Let a chip be taken at random from a bowl that contains 6 white chips, 3 red chips, and 1 blue chip. Let the random variable X = 1 if the outcome is a white chip; let X = 5 if the outcome is a red chip; and let X = 10 if the outcome is a blue chip.
a. Find the p.m.f. of X
b. Find the mean and standard deviation of X.

For a I need a function where you can plug in X=1 and get 6/10, X=5 and get 3/10, etc..

Once I have that I can find the mean and standard deviation. I've been trying to figure out that equation.
I have (x^2+5)/10x
It gives the correct x and y values for the 1st 2 x's but not the 3rd.

Also


Suppose X is a random variable such that E(X+4)=10 and E((X+4)^2)=116

How do I find the mean and variance?
Any help would greatly be appreciated.

Thanks

.Godspeed.
October 31st 2005, 09:24 PM
I'm having trouble with a couple of problems.

Let a chip be taken at random from a bowl that contains 6 white chips, 3 red chips, and 1 blue chip. Let the random variable X = 1 if the outcome is a white chip; let X = 5 if the outcome is a red chip; and let X = 10 if the outcome is a blue chip.
a. Find the p.m.f. of X
b. Find the mean and standard deviation of X.

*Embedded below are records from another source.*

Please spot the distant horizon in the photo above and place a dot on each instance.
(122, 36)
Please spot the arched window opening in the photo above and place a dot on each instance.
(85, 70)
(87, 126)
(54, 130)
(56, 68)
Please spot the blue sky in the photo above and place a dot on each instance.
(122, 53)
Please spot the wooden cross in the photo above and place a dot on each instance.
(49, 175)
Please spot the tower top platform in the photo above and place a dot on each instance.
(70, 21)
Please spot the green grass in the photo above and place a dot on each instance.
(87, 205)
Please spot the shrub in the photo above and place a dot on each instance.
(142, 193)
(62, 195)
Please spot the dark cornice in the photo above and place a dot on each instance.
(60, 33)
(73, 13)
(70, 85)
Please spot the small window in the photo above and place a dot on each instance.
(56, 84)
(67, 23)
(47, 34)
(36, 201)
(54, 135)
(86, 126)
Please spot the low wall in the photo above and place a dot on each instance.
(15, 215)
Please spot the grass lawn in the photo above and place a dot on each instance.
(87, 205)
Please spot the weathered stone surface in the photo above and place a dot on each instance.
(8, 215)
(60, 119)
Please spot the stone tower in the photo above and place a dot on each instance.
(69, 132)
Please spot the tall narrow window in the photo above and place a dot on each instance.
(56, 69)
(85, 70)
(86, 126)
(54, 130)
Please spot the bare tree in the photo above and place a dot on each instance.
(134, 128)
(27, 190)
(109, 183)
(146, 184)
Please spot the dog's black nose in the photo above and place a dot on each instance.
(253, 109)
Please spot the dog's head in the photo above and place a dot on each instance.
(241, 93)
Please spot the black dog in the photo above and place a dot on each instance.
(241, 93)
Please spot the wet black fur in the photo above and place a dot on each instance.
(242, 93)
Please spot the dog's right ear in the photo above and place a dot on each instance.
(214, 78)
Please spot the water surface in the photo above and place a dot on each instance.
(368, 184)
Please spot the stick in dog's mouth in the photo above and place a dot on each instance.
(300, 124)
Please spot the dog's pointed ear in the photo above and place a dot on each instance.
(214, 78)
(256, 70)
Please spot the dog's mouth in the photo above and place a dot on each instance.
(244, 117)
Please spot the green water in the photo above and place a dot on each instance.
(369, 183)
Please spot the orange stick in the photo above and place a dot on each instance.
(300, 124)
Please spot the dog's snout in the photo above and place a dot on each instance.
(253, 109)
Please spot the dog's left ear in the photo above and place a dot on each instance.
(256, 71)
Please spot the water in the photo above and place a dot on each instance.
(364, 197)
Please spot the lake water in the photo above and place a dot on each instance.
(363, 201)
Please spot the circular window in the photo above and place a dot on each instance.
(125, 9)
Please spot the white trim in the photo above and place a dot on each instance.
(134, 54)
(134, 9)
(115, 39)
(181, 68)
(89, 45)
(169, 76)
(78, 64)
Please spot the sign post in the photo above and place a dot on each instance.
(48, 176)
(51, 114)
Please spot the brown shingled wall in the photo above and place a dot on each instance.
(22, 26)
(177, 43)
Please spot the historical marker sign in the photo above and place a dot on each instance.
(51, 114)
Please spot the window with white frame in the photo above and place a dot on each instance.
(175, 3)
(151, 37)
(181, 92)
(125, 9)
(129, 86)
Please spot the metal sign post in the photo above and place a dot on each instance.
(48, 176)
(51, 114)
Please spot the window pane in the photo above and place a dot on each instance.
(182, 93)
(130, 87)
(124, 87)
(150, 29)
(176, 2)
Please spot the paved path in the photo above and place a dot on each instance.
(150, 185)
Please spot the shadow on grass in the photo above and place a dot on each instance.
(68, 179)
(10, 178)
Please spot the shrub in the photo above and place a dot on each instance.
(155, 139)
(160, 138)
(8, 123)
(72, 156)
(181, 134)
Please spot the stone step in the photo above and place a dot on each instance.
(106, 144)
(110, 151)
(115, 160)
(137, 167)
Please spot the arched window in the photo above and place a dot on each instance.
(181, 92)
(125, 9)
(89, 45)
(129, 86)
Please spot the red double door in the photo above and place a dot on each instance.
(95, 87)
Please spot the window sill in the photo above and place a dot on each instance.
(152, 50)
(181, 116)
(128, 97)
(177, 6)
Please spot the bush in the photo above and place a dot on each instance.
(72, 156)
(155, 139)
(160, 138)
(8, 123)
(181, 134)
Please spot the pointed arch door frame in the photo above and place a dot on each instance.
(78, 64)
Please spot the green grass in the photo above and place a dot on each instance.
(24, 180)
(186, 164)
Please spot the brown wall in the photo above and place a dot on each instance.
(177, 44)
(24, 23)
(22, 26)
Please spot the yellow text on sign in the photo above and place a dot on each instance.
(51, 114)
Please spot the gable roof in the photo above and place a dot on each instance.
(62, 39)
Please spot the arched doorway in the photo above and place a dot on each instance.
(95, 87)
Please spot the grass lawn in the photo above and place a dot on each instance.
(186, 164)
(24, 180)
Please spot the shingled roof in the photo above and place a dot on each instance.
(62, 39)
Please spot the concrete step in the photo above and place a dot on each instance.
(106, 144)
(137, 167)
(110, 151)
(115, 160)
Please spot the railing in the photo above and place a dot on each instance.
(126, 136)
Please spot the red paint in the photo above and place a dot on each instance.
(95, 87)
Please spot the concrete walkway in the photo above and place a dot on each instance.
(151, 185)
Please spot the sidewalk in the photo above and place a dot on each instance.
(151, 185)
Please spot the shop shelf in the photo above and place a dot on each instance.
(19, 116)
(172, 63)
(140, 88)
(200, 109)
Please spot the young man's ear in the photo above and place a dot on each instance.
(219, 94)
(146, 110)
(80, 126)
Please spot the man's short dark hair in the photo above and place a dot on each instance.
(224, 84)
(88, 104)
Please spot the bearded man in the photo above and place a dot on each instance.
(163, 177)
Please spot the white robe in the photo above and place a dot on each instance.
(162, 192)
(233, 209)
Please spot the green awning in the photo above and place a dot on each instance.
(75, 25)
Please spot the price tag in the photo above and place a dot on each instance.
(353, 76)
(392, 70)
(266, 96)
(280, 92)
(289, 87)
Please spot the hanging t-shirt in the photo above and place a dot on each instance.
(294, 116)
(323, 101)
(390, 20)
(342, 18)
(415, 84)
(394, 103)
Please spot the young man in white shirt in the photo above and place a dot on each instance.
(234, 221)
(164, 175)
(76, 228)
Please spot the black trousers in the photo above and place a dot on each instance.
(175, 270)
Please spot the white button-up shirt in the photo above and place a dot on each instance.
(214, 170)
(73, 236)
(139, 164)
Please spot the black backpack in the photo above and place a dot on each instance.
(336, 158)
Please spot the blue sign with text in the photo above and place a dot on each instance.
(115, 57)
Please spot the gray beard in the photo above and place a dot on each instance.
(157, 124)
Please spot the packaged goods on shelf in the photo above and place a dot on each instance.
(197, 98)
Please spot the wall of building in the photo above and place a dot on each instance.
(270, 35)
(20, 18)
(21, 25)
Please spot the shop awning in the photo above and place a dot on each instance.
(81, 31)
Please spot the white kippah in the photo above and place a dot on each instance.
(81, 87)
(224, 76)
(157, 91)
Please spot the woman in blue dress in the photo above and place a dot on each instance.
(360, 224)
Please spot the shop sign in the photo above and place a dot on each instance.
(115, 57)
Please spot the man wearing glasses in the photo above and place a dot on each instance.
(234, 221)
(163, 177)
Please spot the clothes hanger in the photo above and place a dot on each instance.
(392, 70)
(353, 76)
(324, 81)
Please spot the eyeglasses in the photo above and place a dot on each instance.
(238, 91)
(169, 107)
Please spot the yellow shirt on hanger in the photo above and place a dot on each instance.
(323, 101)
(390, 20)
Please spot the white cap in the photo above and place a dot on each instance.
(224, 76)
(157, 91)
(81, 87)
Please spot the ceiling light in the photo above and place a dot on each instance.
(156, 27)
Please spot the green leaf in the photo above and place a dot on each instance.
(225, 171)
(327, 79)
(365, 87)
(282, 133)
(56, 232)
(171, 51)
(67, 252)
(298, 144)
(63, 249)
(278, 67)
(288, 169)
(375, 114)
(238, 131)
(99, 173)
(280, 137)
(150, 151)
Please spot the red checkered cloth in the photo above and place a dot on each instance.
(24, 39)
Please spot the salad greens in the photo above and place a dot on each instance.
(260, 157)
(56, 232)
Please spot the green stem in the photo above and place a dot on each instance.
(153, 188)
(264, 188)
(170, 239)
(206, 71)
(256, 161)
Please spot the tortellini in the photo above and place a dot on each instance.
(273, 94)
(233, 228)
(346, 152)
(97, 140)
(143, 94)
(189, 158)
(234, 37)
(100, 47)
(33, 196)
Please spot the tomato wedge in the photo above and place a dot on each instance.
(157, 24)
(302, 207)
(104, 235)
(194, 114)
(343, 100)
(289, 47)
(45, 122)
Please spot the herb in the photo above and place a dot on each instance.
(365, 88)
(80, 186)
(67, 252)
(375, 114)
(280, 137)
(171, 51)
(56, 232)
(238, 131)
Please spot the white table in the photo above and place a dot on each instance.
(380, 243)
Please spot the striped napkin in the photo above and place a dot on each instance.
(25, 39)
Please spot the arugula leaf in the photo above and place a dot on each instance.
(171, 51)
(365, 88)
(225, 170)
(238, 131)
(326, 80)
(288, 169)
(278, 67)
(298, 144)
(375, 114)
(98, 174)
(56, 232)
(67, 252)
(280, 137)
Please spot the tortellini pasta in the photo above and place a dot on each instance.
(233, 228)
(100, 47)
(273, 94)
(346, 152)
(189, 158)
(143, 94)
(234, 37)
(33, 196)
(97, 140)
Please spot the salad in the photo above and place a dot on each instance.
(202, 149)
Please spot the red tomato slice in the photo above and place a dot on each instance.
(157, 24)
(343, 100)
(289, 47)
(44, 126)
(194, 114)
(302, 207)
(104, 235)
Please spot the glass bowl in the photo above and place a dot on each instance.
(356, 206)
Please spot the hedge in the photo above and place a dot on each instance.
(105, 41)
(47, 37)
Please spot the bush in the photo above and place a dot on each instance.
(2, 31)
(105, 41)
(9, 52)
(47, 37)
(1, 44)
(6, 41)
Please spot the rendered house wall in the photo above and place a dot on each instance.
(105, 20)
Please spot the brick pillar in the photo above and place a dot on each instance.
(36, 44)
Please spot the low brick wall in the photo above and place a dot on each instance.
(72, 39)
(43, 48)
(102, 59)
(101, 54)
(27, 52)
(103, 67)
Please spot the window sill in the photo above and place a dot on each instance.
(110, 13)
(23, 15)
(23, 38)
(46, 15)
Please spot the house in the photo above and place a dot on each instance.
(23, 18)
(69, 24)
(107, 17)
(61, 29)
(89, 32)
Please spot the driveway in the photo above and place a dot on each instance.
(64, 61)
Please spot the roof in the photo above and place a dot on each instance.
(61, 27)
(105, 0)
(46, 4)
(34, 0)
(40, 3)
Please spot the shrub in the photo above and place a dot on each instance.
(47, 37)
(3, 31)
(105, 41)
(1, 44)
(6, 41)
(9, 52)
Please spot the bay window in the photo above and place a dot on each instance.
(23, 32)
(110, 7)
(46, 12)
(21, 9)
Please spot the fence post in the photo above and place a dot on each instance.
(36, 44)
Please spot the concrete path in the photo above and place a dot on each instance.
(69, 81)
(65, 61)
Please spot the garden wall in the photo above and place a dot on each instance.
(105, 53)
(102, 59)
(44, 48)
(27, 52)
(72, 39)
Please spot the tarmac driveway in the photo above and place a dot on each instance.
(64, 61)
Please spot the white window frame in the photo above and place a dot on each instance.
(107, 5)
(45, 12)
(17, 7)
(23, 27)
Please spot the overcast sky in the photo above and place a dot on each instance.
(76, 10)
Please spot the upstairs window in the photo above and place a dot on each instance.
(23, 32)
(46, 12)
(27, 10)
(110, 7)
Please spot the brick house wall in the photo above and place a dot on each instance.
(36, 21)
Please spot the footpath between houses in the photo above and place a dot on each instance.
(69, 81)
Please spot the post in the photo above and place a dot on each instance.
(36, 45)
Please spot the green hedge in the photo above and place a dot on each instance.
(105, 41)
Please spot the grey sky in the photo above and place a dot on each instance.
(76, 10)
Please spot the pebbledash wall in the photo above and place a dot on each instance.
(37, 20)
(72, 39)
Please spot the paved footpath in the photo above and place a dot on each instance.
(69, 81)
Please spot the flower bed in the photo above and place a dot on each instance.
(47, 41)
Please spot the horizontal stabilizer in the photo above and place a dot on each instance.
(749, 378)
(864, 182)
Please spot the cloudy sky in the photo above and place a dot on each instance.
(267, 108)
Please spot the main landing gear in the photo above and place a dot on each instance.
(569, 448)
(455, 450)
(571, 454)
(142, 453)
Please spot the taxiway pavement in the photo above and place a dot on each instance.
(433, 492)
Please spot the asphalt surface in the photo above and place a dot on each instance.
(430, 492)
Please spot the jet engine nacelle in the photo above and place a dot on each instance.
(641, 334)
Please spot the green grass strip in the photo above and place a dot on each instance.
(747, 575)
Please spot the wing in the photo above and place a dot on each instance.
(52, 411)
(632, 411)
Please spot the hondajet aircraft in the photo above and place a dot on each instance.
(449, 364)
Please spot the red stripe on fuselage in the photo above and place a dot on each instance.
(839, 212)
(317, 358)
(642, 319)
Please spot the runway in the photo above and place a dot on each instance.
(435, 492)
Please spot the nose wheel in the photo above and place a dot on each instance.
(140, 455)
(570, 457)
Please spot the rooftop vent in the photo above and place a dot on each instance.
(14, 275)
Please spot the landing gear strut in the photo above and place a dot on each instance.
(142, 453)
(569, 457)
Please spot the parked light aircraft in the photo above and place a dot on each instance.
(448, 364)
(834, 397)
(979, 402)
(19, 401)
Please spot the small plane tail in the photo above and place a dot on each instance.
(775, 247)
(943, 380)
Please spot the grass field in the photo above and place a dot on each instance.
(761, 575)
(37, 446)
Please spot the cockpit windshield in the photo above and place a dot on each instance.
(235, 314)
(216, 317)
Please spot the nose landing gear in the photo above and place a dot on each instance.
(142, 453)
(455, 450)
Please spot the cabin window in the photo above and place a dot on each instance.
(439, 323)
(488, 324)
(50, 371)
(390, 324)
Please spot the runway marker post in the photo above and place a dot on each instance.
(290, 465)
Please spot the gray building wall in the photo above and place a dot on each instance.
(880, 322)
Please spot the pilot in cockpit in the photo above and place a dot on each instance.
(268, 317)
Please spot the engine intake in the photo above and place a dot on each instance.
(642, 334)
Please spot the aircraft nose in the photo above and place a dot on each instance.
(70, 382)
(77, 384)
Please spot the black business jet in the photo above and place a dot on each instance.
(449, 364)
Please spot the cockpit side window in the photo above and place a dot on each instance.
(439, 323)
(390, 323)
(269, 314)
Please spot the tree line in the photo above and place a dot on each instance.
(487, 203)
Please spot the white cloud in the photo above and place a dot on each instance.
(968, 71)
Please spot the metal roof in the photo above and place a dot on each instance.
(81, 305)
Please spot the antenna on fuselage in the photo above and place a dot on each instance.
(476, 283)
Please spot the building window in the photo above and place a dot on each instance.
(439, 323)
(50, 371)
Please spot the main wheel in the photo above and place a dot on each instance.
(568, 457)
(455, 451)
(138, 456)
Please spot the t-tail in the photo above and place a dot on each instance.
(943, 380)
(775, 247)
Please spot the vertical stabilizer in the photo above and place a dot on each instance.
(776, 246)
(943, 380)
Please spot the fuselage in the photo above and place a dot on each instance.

For a I need a function where you can plug in X=1 and get 6/10, X=5 and get 3/10, etc..

Once I have that I can find the mean and standard deviation. I've been trying to figure out that equation.
I have (x^2+5)/10x
It gives the correct x and y values for the 1st 2 x's but not the 3rd.

Also


Suppose X is a random variable such that E(X+4)=10 and E((X+4)^2)=116

How do I find the mean and variance?
Any help would greatly be appreciated.

Thanks

Why don't we try:
P(X=x) = 6/10, x = 1
3/10, x = 5
1/10, x = 10

Also, the fact that it is a probability mass function of a discrete (as opposed to a continuous) distribution implies that over all x, the sum of the probabilities must equal 1. This certainly is true for our P(X).

For the second question, since the expected value is a linear operator and the expected value of a constant is the constant itself, E(X+4)=E(X)+4=10-->E(X)=6.

Also, E((X+4)^2)=E(X^2+8X+16)=E(X^2)+E(8X)+E(16)
=E(X^2)+8*E(X)+16=E(X^2)+8*6+16=116-->E(X^2)=52
And, Var(X)=E(X^2)-E(X)^2=52-6^2=16.

Help?

Ken
October 31st 2005, 11:08 PM
I'd really appreciate if you don't make duplicate threads next time. You can post anywhere and I will find it. I see I just wasted time answering your question in your duplicate thread.

SirVLCIV
October 31st 2005, 11:21 PM
I'd really appreciate if you don't make duplicate threads next time. You can post anywhere and I will find it. I see I just wasted time answering your question in your duplicate thread.


And I answered it in the triplicate thread.